The basic shape of the comfort cab design first appeared on a hood unit, the EMD DDA40X, in 1969. It was the same design as the F45 and FP45 cowl units being built by EMD at the time. The cab used on the DDA40X was not a true "Safety cab" because it consisted mainly of restyled sheet metal and lacked the structural reinforcements of the Canadian design.

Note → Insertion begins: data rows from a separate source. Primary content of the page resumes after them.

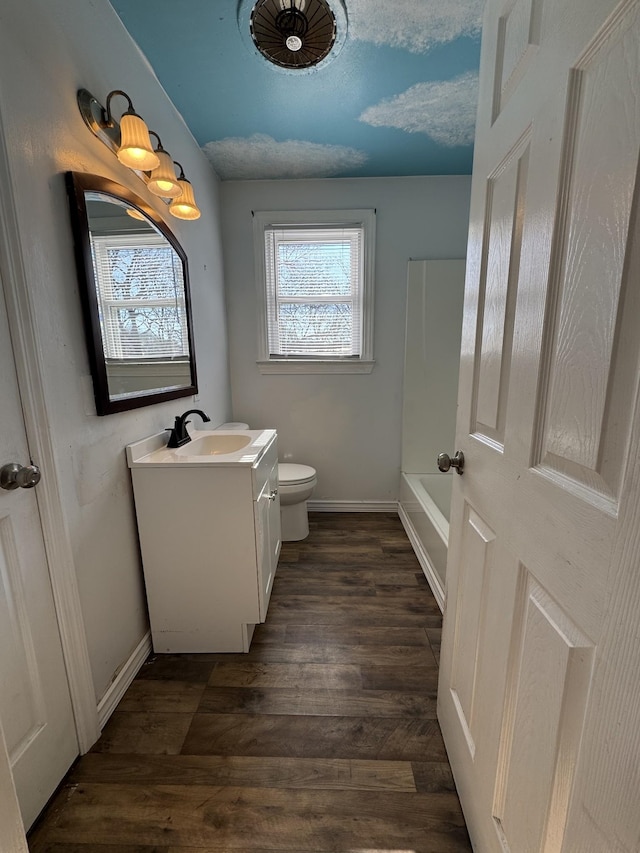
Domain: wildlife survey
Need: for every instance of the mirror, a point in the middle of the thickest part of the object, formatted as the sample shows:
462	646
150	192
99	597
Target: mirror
134	285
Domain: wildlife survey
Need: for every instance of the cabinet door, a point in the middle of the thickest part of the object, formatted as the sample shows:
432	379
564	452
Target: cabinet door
275	537
262	509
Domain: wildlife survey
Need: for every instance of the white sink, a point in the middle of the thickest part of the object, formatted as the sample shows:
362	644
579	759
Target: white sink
207	447
214	444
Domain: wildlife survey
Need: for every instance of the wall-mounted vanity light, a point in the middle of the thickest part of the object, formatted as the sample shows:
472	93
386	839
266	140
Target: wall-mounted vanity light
130	141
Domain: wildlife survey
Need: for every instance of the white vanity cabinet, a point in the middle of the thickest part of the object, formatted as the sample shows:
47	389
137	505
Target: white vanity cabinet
210	541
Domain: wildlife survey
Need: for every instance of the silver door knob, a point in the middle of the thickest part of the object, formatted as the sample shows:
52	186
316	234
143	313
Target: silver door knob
445	462
14	476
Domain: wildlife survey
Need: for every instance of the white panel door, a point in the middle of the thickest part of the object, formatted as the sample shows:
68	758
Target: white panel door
35	707
539	695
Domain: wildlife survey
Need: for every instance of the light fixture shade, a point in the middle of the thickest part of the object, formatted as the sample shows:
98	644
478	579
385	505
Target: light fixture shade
185	206
163	181
135	146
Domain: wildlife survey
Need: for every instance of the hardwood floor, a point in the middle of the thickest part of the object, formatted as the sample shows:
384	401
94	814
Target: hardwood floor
322	739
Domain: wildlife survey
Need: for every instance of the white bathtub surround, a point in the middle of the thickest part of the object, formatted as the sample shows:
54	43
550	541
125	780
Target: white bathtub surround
435	292
424	520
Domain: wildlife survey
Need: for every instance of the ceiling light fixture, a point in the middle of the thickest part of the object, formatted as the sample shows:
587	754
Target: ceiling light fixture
129	139
293	33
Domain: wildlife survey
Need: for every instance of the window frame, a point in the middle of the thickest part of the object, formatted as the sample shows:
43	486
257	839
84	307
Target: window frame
320	219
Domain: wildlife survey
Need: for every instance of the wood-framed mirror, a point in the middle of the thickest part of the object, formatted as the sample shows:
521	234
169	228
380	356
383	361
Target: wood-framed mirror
134	286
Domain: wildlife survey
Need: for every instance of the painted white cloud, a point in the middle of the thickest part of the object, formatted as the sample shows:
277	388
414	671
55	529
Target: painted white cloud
262	157
414	25
444	110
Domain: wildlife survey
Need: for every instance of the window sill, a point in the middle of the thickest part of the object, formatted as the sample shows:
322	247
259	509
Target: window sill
307	366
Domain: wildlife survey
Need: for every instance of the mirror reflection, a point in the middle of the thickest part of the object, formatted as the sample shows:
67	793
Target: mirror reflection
137	307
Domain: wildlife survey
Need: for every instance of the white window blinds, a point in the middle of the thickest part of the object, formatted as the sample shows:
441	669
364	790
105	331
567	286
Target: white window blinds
314	291
140	297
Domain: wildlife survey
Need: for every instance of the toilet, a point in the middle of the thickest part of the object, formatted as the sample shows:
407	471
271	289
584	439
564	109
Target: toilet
295	484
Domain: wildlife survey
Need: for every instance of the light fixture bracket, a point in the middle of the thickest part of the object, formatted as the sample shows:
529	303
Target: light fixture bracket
95	117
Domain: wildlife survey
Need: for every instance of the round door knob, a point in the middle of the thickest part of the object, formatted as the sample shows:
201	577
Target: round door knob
445	462
15	476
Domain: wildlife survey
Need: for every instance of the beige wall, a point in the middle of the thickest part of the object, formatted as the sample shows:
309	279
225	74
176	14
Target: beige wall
49	49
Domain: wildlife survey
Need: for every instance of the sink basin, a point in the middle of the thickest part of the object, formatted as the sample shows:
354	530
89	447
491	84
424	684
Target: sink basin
214	445
206	448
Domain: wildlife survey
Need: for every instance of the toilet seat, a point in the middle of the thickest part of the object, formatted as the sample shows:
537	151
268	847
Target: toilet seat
291	474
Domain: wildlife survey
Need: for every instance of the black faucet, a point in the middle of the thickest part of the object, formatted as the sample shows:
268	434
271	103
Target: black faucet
178	434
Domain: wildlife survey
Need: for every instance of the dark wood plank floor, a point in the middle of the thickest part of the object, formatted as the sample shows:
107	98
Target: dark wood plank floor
322	739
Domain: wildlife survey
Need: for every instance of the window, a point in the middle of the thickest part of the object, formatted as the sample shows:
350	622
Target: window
140	297
315	279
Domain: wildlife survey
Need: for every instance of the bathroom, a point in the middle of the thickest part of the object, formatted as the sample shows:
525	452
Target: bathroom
349	427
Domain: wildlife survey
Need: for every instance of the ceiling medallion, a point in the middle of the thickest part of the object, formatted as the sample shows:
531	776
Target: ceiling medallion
293	33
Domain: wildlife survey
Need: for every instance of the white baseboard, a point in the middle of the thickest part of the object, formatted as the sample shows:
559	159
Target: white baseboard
119	685
423	558
352	506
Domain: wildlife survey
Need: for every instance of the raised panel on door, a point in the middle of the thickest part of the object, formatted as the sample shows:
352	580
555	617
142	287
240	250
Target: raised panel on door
592	345
519	36
476	555
550	672
35	705
505	205
21	702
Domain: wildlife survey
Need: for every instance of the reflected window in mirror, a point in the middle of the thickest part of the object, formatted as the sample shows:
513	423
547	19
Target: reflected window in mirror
135	297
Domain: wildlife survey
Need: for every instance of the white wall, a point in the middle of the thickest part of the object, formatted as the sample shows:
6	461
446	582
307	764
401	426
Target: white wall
347	427
49	49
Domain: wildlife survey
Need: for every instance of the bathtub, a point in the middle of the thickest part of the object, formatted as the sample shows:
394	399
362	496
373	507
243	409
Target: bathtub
424	511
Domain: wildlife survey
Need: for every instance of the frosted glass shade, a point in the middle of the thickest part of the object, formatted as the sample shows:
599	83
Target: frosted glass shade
163	181
135	146
185	206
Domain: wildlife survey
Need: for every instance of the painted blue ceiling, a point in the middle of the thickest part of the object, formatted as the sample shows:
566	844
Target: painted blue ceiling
397	98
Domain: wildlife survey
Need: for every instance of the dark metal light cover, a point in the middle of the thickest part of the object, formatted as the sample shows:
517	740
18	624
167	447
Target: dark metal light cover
293	33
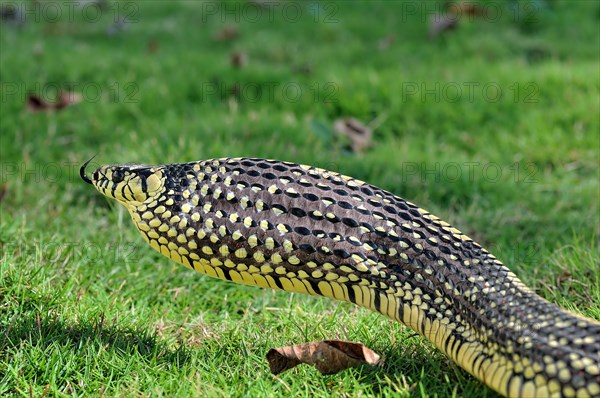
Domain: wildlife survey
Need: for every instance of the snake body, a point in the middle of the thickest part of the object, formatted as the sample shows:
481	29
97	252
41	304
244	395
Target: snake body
302	229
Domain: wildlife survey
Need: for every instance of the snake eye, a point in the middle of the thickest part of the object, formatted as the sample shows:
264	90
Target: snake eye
118	176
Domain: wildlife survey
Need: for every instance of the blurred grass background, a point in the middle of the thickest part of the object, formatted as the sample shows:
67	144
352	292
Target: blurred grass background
493	126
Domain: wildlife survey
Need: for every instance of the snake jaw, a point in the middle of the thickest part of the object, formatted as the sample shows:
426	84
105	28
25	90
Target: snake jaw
84	177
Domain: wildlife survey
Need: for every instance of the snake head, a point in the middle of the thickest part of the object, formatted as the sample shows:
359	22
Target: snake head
130	184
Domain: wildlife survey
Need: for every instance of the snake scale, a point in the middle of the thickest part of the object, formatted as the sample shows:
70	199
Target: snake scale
303	229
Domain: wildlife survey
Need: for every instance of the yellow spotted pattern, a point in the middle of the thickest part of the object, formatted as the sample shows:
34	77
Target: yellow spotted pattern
303	229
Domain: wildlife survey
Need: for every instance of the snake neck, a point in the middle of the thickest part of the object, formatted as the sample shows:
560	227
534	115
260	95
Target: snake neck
300	229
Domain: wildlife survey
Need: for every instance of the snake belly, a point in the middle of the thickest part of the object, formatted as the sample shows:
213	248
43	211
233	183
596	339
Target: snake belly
303	229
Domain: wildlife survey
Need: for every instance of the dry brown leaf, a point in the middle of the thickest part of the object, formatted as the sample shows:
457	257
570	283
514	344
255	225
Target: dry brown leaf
359	134
441	23
328	356
239	59
36	103
3	190
228	33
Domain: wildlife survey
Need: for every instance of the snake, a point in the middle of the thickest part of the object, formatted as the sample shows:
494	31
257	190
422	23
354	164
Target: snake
303	229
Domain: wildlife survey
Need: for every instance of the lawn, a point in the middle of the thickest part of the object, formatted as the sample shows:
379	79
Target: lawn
493	126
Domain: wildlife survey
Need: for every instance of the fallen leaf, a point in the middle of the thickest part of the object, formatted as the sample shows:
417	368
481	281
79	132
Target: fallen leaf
67	99
442	22
228	33
359	134
239	59
36	103
3	190
12	14
328	356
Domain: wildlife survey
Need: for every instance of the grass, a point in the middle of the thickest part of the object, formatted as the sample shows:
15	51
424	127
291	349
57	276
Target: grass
87	309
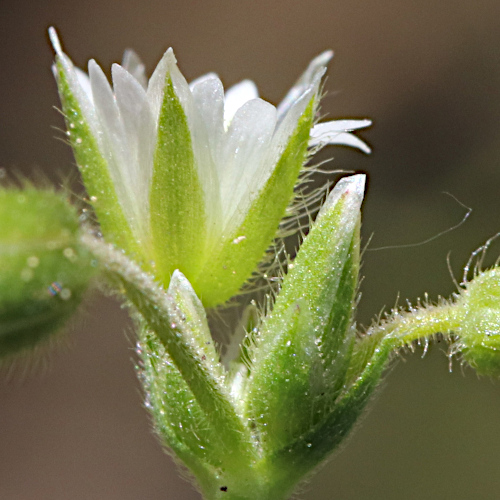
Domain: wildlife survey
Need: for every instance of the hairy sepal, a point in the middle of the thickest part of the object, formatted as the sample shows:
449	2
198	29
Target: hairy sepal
44	270
93	167
177	200
302	354
233	260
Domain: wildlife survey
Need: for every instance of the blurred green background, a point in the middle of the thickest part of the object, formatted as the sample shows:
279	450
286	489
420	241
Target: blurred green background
428	73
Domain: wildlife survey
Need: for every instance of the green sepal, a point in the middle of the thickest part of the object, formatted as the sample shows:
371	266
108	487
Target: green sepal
302	356
44	269
94	169
176	316
177	206
478	310
180	422
237	255
291	464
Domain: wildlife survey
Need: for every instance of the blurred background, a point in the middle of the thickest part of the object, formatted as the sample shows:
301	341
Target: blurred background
428	73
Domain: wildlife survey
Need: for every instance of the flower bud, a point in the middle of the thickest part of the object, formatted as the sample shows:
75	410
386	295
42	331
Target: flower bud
43	268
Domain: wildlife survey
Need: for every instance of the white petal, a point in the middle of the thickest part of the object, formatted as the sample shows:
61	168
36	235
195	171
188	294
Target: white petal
236	96
310	77
139	129
133	64
342	138
208	95
84	81
202	78
287	126
199	134
245	170
339	126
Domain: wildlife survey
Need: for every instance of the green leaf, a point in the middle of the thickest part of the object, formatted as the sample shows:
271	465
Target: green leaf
178	319
44	270
302	353
178	219
237	255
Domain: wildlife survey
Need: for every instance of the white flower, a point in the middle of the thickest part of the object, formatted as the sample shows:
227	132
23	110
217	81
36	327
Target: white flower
236	139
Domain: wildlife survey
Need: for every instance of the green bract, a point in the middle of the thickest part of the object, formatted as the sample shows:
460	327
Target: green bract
261	427
44	269
186	176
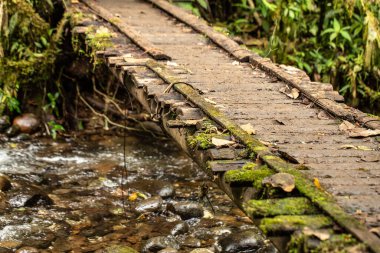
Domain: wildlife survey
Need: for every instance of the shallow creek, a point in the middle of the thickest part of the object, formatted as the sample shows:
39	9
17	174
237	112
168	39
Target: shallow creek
69	196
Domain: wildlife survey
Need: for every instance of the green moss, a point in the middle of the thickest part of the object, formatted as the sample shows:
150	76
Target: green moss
342	243
250	172
274	207
290	223
339	244
203	140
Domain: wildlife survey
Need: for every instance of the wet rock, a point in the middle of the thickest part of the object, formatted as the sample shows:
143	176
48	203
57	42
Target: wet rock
9	246
180	228
27	123
158	243
5	183
201	250
153	204
4	123
244	241
187	210
168	250
119	249
167	190
27	250
29	199
192	242
154	187
21	137
12	131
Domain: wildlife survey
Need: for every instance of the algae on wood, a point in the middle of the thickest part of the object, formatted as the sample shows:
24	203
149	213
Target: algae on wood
274	207
290	223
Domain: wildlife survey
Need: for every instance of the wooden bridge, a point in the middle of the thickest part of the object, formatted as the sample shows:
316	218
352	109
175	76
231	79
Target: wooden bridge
287	150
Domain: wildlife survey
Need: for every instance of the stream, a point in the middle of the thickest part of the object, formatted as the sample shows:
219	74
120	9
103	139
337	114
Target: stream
70	196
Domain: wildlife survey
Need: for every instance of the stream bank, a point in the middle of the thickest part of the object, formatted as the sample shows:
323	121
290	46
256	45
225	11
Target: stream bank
67	196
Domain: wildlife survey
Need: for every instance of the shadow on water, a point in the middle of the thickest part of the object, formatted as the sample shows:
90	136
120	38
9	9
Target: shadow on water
68	197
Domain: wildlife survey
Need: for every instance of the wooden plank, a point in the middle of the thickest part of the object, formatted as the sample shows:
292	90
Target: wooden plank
156	53
226	165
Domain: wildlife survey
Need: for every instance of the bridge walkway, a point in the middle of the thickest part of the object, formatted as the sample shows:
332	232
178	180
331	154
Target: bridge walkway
302	126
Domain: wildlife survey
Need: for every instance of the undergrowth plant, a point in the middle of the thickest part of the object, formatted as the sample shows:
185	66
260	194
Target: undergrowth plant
333	41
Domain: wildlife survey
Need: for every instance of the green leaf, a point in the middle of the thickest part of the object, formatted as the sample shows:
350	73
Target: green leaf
203	3
345	35
333	36
336	25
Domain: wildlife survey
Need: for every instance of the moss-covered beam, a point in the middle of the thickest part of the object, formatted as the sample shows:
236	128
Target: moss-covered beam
291	223
304	185
274	207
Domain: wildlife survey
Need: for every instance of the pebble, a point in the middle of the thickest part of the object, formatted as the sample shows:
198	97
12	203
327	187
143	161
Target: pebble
12	131
152	204
187	210
27	123
5	184
166	191
201	250
244	241
168	250
119	249
180	228
192	242
27	250
4	122
158	243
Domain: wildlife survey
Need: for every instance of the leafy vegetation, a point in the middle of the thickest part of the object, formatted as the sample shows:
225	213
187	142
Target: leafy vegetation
29	40
333	41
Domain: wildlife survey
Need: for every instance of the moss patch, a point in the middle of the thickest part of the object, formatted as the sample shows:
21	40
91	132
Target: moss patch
290	223
274	207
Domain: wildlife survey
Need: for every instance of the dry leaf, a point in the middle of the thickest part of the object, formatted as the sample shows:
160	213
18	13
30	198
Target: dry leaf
292	93
347	147
323	115
171	63
362	132
248	128
133	196
370	158
210	101
345	126
375	230
284	181
221	142
364	148
317	183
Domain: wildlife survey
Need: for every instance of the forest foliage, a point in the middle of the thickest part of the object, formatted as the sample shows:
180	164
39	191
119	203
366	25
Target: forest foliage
28	48
333	41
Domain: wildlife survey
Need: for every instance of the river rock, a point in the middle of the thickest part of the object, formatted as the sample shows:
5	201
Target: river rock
119	249
187	210
201	250
27	123
180	228
166	190
168	250
4	123
192	242
27	250
12	131
152	204
158	243
5	183
243	241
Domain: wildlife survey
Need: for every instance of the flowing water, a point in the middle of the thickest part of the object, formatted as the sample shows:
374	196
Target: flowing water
70	196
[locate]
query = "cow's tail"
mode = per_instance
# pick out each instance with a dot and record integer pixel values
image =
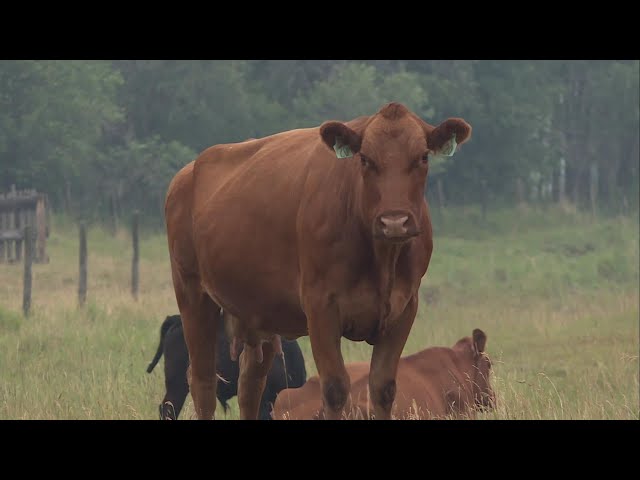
(166, 325)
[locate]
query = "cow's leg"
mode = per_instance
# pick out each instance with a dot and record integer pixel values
(199, 316)
(177, 391)
(176, 364)
(253, 377)
(325, 336)
(384, 362)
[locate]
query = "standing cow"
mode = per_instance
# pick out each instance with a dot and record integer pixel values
(319, 231)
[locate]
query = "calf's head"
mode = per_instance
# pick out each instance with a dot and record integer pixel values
(393, 148)
(472, 350)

The first true "Safety cabs" were designed and built for the Canadian National Railway by input from railway employees. The locomotives were GP38-2s, GP40-2s and GP40-2Ls, and SD40-2s. To denote the comfort cab locomotives, a "W" was often applied at the end of the model name (i.e. GP38-2W, GP40-2W, SD40-2W), although this was not an official designation. The Montreal Locomotive Works also offered a competitive cab design on their M-420 and M-630(W) models. EMD began offering the comfort cab as a standard option instead of a custom build option in 1988.

== Features ==
The comfort cab design has a number of features to improve crew safety and comfort.

=== Safety ===
The modern comfort cab design is usually built with a specially reinforced nose. Instead of sheet metal, 3/8 in steel is employed with additional reinforcement behind the armor. As a moving locomotive frequently cannot stop in time to prevent collisions, these enhancements protect the crew in collisions with objects smaller than the train itself, such as downed trees or stopped automobiles. In addition, the windows of the cab meet Federal Railroad Administration Regulations Part 223,
which states that windows must withstand the impact of a .22 caliber bullet or a cinder block at 55 mph.

=== Comfort ===
The comfort cab design provides more space for the crew. It has significantly more open space than standard cabs, allowing crew members space to move about. In later years, the cab doors had improved weatherstripping and electrically heated windows installed. Many new EMD locomotives include the feature of the "Whisper Cab", a cab that is acoustically isolated from the rest of the locomotive.